The filings also did not address the fact that the Justice Department not only allowed the statute of limitations to run on major crimes, but sought to finalize an obscene plea agreement with no jail time for Hunter. It only fell apart when a judge decided to ask a couple of cursory questions of the prosecutor, who admitted that he had never seen an agreement this generous for a defendant.
Special Counsel David Weiss noted in his filing that they filed new charges only after Hunter’s legal counsel refused to change the agreement and insisted that it remained fully enforceable.
One only has to look at the series of superseding indictments against Sen. Bob Menendez, D-N.J., to see how Hunter continues to receive special treatment. Rather than the four original counts, Menendez now faces 18 counts with his wife, Nadine Arslanian Menendez, and alleged co-conspirators Wael Hana and Fred Daibes.
What is most notable is not the proliferation of counts but the lack of comparative charges in the pending case against Hunter Biden. Some of us have long raised concerns over the striking similarity in the alleged conduct in both cases, but the absence of similar charges against the president’s son.
Judge Scarsi made fast work of the Biden filings as entirely insufficient to dismiss these charges. Abby Lowell and the defense team seem to be doubling down on the same claims despite the uniform rejection by courts.
The judge noted:
“As the Court stated at the hearing, Defendant filed his motion without any evidence. The motion is remarkable in that it fails to include a single declaration, exhibit, or request for judicial notice. Instead, Defendant cites portions of various Internet news sources, social media posts, and legal blogs. These citations, however, are not evidence.”
Lowell disagreed with the court’s order and pledged “to vigorously pursue Mr. Biden’s challenges to the abnormal way the Special Counsel handled this investigation and charged the case.”
In truth, the “abnormal” treatment of Hunter was giving him advance notice of attempts to interview him and to search of Biden property. It was allowing the statute of limitations to run despite having an agreement on the table to keep potential felonies alive. It was trying to secure a plea agreement that even the prosecutor admitted in court was like nothing he had ever seen in his career.

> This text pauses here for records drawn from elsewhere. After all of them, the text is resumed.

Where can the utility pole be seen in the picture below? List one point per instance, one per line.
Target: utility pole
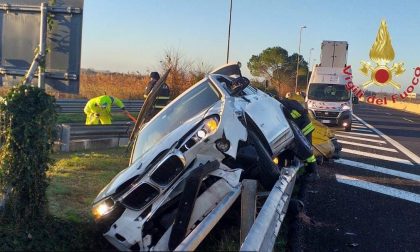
(230, 21)
(297, 63)
(309, 66)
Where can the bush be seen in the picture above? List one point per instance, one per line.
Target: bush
(29, 129)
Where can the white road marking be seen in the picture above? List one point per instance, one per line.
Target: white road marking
(397, 193)
(408, 120)
(397, 145)
(360, 134)
(377, 156)
(368, 146)
(356, 126)
(363, 139)
(375, 168)
(362, 130)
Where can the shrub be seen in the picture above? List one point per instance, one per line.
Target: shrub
(29, 129)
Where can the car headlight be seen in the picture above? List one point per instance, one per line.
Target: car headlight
(103, 207)
(345, 107)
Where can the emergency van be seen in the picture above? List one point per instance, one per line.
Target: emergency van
(327, 97)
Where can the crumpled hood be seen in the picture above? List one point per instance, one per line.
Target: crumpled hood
(138, 167)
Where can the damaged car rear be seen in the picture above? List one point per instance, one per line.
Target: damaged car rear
(188, 162)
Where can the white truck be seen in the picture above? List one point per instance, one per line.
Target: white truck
(326, 95)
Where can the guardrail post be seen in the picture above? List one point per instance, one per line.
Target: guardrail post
(248, 206)
(65, 138)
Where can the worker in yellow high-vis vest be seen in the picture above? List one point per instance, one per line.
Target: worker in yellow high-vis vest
(98, 109)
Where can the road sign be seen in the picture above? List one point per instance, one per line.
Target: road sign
(21, 35)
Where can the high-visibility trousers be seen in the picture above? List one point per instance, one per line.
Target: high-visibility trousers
(92, 119)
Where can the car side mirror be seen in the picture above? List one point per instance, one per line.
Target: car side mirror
(355, 100)
(238, 85)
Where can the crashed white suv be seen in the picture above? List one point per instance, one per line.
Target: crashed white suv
(189, 161)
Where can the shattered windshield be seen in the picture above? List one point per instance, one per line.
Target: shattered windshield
(328, 92)
(189, 105)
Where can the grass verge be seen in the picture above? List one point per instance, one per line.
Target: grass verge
(75, 180)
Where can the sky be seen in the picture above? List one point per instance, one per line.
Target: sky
(133, 35)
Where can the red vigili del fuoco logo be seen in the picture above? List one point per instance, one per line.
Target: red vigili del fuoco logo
(381, 74)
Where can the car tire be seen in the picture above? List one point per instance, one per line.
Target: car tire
(268, 172)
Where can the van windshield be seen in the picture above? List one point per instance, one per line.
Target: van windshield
(328, 92)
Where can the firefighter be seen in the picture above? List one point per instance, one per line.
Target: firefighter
(98, 109)
(298, 114)
(162, 98)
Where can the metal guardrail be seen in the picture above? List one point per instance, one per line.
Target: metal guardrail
(264, 231)
(77, 105)
(92, 136)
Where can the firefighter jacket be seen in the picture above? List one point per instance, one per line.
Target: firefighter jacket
(98, 109)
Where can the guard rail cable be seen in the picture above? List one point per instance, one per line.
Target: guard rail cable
(263, 232)
(76, 136)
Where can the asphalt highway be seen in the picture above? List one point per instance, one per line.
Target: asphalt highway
(369, 199)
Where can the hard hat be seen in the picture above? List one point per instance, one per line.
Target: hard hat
(154, 75)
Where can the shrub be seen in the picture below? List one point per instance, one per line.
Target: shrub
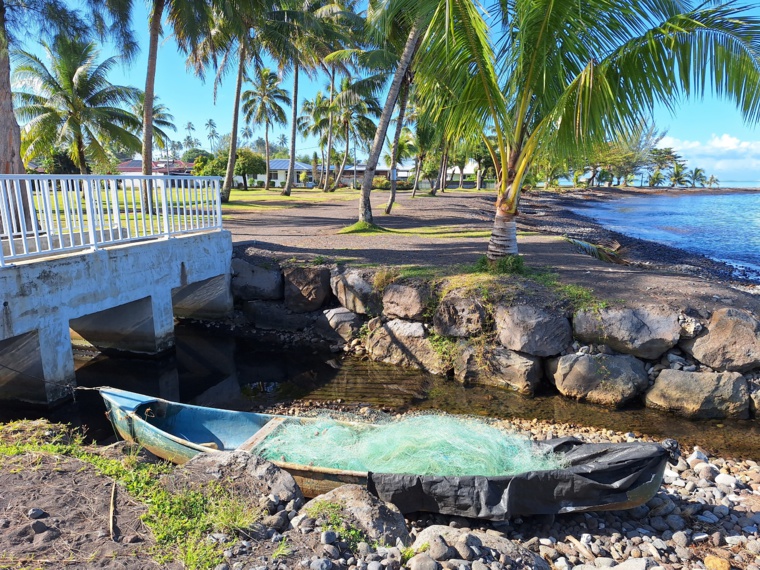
(380, 182)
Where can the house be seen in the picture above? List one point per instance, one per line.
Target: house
(278, 171)
(175, 167)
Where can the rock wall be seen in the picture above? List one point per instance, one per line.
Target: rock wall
(695, 367)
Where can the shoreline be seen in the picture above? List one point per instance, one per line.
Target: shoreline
(553, 213)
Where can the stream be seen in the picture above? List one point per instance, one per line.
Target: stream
(241, 374)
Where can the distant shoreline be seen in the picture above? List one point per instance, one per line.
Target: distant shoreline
(557, 213)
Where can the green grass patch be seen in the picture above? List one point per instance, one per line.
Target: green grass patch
(179, 521)
(363, 228)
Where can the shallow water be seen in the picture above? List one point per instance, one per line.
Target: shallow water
(243, 375)
(725, 227)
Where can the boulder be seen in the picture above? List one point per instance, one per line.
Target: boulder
(601, 379)
(355, 292)
(379, 521)
(242, 473)
(405, 301)
(533, 330)
(341, 322)
(513, 555)
(258, 280)
(305, 288)
(406, 344)
(754, 403)
(498, 367)
(731, 341)
(646, 332)
(268, 315)
(459, 316)
(700, 395)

The court even makes reference to Schrödinger’s cat, a paradox suggested by physicist Erwin Schrödinger in 1935 that a cat in a thought experiment could be viewed simultaneously as both alive and dead:
“The Court understands that its decision rests on an interpretation of the agreement neither party advocated—that the Diversion Agreement is a binding contract but performance of its terms is not yet required. The Court, therefore, invites the parties to stipulate to further pretrial motion practice to the extent there are additional disputes that arise from the Court’s Schrödinger’s cat-esque construction of Defendant’s immunity under the Diversion Agreement.”
The court also rejected the repeated unsuccessful claim by Hunter that the plea agreement is enforceable. The court found that the agreement fell apart before preconditions were met. It is null and void.
“Having found that the Diversion Agreement is a contract that binds the parties but that the parties made the Probation Officer’s signature a condition precedent to its performance, the Court turns to Defendant’s theory of immunity: that the United States’ obligation to refrain from prosecuting Defendant under section II(15) of the Diversion Agreement is currently in force. It is not. The immunity provision is not one exempted from the term of the contract under the survival clause.”
Scarsi has scheduled a status conference for May 29.